• INTRODUCTION
    • Low back pain is characterized by a range of symptoms which include pain, muscle tension or stiffness, and is localized between the shoulder blades and the folds of the buttocks, with or without spreading to the legs. Non-Steroidal Anti Inflammatory Drugs (NSAIDs) are the drugs of choice which provide an analgesic effect for acute low back pain.
  • AIM
    • To study the factors affecting low back pain, efficacy and safety of different non-steroidal anti-inflammatory drugs (aceclofenac, diclofenac, naproxen and nimesulide) in low back pain.
  • METHODOLOGY
    • Data collection form and numeric pain rating scale were used as study tools for studying patients' demographies and severities of pain respectively. Patients prescribed with aceclofenac 100 mg , diclofenac 100 mg, naproxen 500 mg and nimesulide 100 mg for acute low back pain at Orthopaedics Outpatients Department of Manipal Teaching Hospital, Nepal, were enrolled in this study.
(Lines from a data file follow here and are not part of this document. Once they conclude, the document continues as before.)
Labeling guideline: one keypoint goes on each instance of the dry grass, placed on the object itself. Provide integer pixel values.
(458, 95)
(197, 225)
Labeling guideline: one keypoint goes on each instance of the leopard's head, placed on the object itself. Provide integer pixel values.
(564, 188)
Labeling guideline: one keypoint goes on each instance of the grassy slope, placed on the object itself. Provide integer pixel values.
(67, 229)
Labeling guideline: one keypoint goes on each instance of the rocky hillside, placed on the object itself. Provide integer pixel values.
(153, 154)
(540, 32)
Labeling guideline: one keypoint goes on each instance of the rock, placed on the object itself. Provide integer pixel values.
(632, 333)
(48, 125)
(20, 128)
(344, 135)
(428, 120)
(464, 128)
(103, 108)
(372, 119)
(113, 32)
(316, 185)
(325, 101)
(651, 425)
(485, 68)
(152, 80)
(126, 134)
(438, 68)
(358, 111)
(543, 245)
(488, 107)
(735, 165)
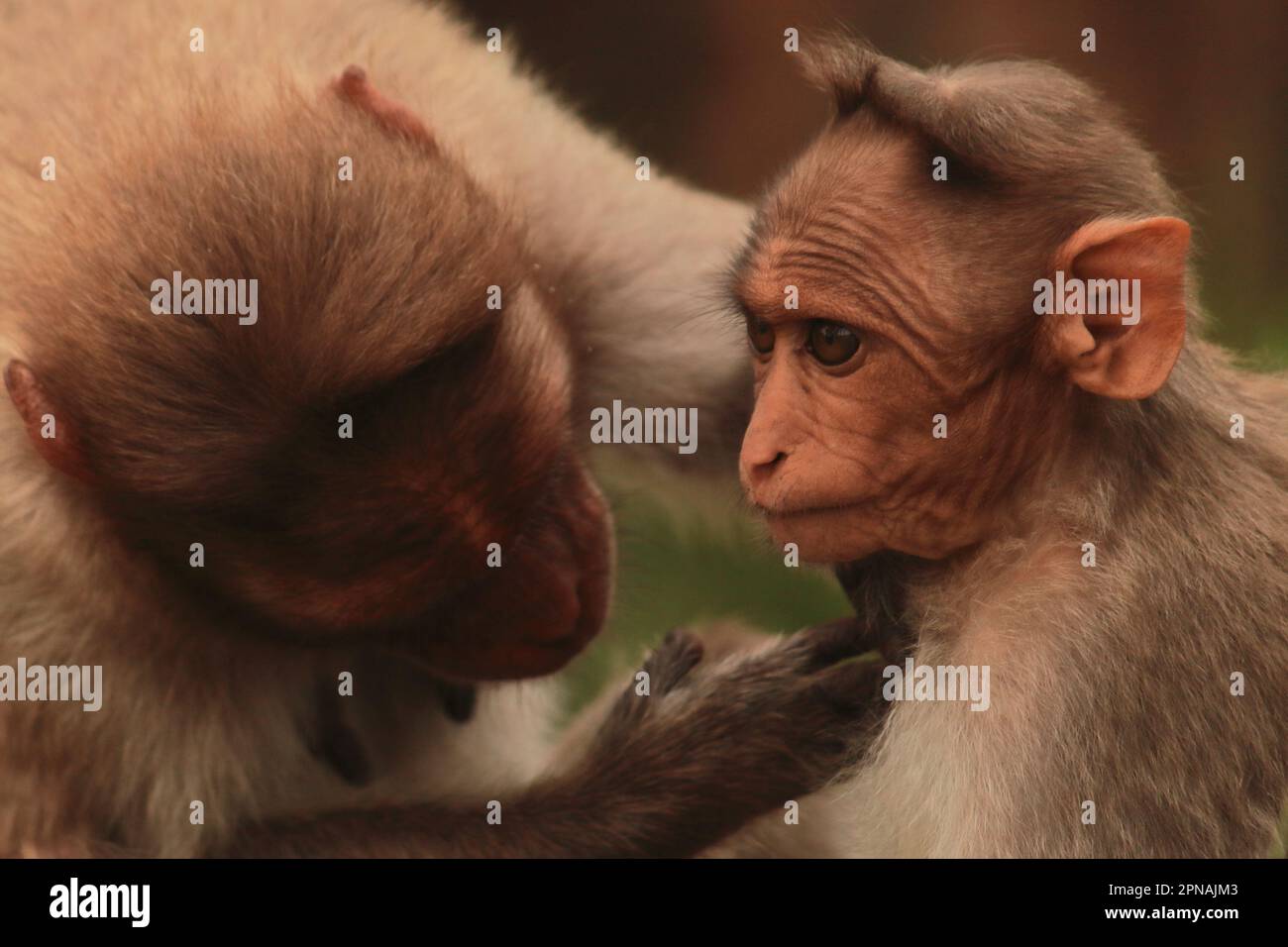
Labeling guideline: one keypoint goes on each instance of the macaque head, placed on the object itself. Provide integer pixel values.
(913, 379)
(344, 386)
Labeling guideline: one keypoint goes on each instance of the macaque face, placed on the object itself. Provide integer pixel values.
(841, 454)
(382, 454)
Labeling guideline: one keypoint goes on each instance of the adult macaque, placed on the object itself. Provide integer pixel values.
(365, 479)
(1060, 497)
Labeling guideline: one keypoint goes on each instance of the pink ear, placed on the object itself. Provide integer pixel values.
(51, 433)
(1111, 355)
(355, 88)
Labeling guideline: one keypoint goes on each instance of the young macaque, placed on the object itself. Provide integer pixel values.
(292, 491)
(993, 408)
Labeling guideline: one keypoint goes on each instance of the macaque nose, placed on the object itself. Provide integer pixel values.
(760, 459)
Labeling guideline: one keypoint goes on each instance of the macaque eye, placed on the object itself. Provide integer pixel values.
(761, 335)
(831, 343)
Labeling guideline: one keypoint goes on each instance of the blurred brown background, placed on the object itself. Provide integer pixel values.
(704, 89)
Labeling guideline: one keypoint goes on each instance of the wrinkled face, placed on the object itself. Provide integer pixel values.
(381, 455)
(874, 428)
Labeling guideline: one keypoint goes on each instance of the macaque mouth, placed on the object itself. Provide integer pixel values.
(800, 512)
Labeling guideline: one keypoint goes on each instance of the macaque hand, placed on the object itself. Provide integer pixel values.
(732, 741)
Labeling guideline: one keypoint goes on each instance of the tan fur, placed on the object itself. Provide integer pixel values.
(1109, 684)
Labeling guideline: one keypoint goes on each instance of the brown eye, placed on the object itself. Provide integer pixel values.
(831, 343)
(761, 335)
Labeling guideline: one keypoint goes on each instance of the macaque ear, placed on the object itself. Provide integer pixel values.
(1129, 352)
(355, 88)
(51, 433)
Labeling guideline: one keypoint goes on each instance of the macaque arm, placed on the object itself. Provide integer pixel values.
(666, 775)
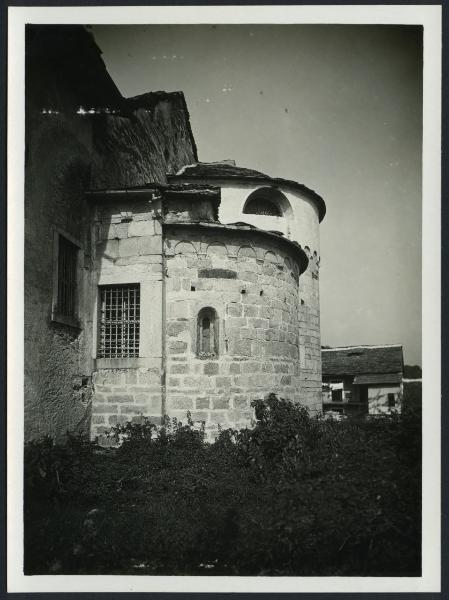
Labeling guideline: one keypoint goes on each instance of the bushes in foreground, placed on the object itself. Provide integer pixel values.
(295, 495)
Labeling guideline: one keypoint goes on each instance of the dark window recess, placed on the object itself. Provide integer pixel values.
(337, 396)
(261, 206)
(217, 274)
(207, 333)
(363, 394)
(119, 321)
(67, 278)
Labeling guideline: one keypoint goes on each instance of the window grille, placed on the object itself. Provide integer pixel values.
(119, 321)
(262, 206)
(67, 278)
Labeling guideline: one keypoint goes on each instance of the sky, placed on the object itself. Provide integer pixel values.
(337, 108)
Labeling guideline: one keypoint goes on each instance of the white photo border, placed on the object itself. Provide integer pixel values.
(430, 17)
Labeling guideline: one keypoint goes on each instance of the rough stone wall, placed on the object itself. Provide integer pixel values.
(258, 315)
(129, 250)
(66, 154)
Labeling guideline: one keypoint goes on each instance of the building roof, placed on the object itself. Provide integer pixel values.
(362, 360)
(377, 378)
(227, 169)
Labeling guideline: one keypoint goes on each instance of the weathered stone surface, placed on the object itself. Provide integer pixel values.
(211, 368)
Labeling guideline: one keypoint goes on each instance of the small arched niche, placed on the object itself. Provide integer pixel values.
(207, 333)
(267, 201)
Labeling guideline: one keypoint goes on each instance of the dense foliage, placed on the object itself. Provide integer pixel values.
(295, 495)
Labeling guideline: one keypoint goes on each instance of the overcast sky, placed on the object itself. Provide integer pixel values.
(338, 108)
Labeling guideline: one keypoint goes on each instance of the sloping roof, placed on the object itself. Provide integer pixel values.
(227, 169)
(359, 360)
(377, 378)
(218, 169)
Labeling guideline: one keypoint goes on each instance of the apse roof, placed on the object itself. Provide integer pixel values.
(227, 169)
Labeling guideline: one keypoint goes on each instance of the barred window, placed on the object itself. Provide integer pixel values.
(119, 321)
(66, 304)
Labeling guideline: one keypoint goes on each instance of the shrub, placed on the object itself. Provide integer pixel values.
(296, 495)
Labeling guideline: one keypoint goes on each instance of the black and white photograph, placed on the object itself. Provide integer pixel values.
(226, 302)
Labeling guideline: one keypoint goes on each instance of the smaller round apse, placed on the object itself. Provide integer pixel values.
(269, 202)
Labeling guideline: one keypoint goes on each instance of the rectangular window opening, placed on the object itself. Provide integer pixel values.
(119, 321)
(66, 304)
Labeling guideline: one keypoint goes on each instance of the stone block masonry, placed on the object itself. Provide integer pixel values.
(123, 395)
(129, 251)
(259, 316)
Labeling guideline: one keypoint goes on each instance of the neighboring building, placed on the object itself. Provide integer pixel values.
(362, 379)
(151, 294)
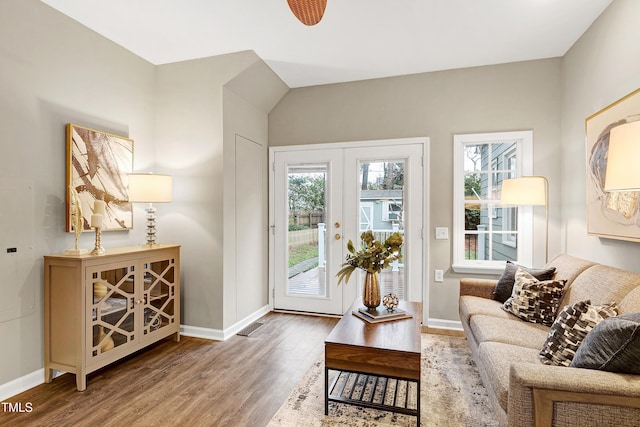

The decrease in pain scores was recorded on 5th and 10th days of follow-up and pain scores were calculated. Descriptive statistics and Kruskal Wallis non parametric test were used for analysis.
  • RESULTS
    • Among 150 patients, 67.3% were females (n=101). Low back pain was more prevalent (24.7%) in age-group of 59-68 years and a positive correlation was seen. Similarly, low back pain was found to be high among people involved in agriculture, heavy weight lifters and non smokers. The decrease in average pain scores was more in the patients treated with aceclofenac (4.83 ± 0.537), followed by that in those who were treated with naproxen (4.13 ± 0.067) and diclofenac (3.84 ± 0.086). The decrease in pain scores was found to be lowest among patients who were treated with nimesulide (2.11 ± 0.148). Nimesulide presented more number of side-effects than the comparative drugs.
  • CONCLUSION
    • Different factors affect low back pain, such as age, gender, personal habit, posture, occupation, weight lifting. Aceclofenac showed greater decrease in pain scores with lesser number of side-effects.